Conhecedor de Mato Grosso pelo verso e reverso, Iglesias mantinha laços de cordialidade com prefeitos, que o procuravam para decretação de estado de calamidade pública em seus municípios.

Calamidade pública em Mato Grosso é quase sempre associada a água. Ora uma enchente, ora uma ponte que roda, ora transbordamento cobre leito de estrada. Daí, que muitos o chamavam de Engenheiro das Águas.

Objetivo, Iglesias não gostava de perguntas sem sentido. Por isso, costumava ser azedo com jornalistas. Mesmo com azedume não omitia informação.

Antes de viver em Mato Grosso Iglesias participou da construção de Boa Vista, a capital de Roraima.

A imponente obra que reverencia a memória de Iglesias
A imponente obra que reverencia a memória de Iglesias

HOMENAGEM – O governo de Mato Grosso reverencia a memória de Iglesias. Em novembro de 2013 o então governador Silval Barbosa inaugurou o Viaduto Engenheiro Domingos Iglesias Valério, na avenida Miguel Sutil, ao lado do Parque Mãe Bonifácia, em Cuiabá. O viaduto tem 325 metros de extensão, com 9 metros de altura em seu ponto mais elevado; seu trânsito flui em duas faixas em cada sentido.
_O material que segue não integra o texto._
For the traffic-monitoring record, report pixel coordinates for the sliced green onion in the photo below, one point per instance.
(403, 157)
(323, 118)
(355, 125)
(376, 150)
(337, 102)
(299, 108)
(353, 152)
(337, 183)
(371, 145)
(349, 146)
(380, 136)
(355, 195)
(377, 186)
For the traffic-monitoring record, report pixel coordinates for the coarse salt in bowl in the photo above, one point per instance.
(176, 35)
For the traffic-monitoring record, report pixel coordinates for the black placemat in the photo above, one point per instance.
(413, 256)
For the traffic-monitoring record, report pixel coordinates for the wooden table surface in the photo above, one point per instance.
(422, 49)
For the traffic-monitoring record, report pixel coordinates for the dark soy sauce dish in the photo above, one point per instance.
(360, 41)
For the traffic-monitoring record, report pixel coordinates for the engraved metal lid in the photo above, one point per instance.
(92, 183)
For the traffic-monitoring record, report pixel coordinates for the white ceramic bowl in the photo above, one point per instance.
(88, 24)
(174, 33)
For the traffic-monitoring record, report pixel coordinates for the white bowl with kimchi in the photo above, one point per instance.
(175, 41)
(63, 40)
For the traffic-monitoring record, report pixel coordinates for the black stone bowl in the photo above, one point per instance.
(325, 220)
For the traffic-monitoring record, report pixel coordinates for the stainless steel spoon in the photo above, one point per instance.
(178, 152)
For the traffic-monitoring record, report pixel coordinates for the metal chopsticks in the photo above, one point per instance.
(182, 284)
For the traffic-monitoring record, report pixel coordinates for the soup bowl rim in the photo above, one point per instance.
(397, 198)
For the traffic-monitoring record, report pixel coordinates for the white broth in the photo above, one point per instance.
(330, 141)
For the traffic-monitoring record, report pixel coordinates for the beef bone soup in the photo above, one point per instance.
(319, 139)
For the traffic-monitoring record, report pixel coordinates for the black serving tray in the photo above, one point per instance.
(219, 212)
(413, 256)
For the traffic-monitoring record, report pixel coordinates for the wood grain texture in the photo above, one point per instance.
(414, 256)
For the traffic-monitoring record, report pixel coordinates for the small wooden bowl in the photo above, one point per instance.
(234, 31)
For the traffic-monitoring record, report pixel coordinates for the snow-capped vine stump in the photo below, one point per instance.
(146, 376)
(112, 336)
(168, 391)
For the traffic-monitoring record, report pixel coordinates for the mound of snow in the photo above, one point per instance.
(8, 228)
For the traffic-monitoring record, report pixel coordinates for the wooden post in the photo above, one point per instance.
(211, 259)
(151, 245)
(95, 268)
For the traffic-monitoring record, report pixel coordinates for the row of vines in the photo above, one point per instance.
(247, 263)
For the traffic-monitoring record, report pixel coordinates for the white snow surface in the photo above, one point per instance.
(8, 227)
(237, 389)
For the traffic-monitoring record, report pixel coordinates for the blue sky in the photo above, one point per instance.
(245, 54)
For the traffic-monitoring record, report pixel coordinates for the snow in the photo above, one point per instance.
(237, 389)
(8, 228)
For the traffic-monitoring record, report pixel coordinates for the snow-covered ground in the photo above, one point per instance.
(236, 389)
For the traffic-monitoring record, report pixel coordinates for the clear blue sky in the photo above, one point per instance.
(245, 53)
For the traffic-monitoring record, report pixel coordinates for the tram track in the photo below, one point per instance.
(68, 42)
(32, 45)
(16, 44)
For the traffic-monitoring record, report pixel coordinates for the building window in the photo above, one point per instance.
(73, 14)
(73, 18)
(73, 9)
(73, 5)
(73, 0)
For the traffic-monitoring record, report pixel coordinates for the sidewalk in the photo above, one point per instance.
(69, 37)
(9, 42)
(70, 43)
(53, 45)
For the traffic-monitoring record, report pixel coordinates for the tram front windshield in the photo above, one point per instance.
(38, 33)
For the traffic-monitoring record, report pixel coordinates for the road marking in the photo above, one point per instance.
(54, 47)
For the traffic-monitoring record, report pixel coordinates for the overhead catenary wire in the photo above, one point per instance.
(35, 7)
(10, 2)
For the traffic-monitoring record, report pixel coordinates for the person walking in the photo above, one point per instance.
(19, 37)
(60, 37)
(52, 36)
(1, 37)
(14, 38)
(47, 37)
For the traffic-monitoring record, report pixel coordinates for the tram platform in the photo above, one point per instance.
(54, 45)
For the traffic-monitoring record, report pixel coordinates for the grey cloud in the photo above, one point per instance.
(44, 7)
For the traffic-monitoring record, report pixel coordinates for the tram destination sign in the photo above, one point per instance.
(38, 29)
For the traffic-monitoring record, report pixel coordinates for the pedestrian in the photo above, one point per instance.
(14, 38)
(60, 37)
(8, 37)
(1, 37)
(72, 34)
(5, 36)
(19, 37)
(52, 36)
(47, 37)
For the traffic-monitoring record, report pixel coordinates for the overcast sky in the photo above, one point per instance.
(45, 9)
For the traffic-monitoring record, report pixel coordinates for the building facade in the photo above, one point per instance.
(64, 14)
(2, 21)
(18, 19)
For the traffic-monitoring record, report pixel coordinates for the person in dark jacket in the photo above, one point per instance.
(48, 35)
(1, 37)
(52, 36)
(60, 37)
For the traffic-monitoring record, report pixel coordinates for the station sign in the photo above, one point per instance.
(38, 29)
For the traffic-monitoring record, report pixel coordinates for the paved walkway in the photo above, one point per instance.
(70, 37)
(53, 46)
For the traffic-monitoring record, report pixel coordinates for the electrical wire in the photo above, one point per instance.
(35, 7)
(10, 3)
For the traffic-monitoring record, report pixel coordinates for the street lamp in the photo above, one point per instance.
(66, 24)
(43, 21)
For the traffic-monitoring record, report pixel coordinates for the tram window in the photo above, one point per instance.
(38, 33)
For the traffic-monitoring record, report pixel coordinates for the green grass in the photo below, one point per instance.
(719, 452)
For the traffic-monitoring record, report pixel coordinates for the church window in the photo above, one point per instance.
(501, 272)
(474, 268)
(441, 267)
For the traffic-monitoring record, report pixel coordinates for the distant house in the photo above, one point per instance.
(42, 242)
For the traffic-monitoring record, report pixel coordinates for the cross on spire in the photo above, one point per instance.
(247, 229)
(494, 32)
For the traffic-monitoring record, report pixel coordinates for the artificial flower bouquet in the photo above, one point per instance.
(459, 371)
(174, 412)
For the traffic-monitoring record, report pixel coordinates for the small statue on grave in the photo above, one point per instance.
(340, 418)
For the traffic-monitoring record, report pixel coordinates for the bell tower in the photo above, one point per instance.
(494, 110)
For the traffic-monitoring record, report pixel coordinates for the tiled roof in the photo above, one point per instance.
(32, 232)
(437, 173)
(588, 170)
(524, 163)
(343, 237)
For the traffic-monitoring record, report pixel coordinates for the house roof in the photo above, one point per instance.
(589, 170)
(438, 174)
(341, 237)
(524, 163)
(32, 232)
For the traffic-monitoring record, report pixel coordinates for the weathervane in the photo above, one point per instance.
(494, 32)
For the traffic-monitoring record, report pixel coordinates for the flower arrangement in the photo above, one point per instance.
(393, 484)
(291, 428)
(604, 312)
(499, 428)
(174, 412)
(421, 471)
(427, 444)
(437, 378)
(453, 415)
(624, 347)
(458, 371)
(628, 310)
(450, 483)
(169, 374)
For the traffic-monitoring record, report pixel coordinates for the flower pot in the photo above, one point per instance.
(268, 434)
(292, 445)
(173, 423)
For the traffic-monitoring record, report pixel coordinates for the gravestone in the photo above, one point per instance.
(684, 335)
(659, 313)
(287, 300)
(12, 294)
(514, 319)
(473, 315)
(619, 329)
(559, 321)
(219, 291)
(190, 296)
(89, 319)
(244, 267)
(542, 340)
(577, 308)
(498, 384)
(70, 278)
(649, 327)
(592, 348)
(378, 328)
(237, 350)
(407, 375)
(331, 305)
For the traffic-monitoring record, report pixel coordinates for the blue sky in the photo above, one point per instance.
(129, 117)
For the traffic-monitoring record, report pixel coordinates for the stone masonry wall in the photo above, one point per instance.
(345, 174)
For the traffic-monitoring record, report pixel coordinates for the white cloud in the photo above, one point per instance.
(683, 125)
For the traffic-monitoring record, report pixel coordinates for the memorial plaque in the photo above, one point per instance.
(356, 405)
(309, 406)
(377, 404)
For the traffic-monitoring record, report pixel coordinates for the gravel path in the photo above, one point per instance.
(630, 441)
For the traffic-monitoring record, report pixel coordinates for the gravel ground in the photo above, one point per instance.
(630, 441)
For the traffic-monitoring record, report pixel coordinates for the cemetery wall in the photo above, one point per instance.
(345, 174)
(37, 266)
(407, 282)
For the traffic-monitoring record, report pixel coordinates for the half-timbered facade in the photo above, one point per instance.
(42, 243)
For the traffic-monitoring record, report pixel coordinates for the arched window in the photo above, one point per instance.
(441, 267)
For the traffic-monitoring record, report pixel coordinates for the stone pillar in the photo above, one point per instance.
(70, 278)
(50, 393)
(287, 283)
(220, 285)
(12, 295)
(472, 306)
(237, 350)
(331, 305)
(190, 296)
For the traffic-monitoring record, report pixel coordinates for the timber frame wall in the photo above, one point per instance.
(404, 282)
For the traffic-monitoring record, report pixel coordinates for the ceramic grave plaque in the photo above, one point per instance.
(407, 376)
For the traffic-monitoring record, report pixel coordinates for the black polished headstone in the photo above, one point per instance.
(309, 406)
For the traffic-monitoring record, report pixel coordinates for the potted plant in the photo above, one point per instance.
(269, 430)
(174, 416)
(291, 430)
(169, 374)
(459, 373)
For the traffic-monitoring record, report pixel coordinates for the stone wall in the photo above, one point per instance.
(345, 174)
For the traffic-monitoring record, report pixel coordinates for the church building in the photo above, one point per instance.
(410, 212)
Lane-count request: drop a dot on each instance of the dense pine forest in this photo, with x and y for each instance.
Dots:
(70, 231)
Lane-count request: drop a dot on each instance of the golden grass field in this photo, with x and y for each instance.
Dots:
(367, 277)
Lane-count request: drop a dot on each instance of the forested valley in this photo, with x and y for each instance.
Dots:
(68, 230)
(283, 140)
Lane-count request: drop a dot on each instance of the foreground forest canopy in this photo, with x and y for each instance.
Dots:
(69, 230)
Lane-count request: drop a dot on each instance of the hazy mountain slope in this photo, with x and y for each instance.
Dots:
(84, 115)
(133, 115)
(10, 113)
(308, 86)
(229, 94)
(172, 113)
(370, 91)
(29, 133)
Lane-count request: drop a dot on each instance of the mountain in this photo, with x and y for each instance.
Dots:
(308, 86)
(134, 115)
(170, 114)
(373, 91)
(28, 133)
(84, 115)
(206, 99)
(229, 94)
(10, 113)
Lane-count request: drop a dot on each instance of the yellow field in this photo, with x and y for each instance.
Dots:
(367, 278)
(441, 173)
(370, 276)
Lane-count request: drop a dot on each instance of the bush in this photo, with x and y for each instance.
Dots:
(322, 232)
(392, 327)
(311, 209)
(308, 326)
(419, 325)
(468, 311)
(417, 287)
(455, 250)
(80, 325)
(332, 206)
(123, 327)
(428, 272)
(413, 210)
Sua iluminação é feita por luminárias de LED.

O viaduto foi construído por meio de um convênio do governo estadual com o Departamento Nacional de Infraestrutura de Transportes (Dnit) para a Copa do Mundo de 2014.

A obra que reverencia a memória de Iglesias desafoga o trânsito na Miguel Sutil, e no acesso ao bairro Despraiado e adjacências, e ao centro de Cuiabá.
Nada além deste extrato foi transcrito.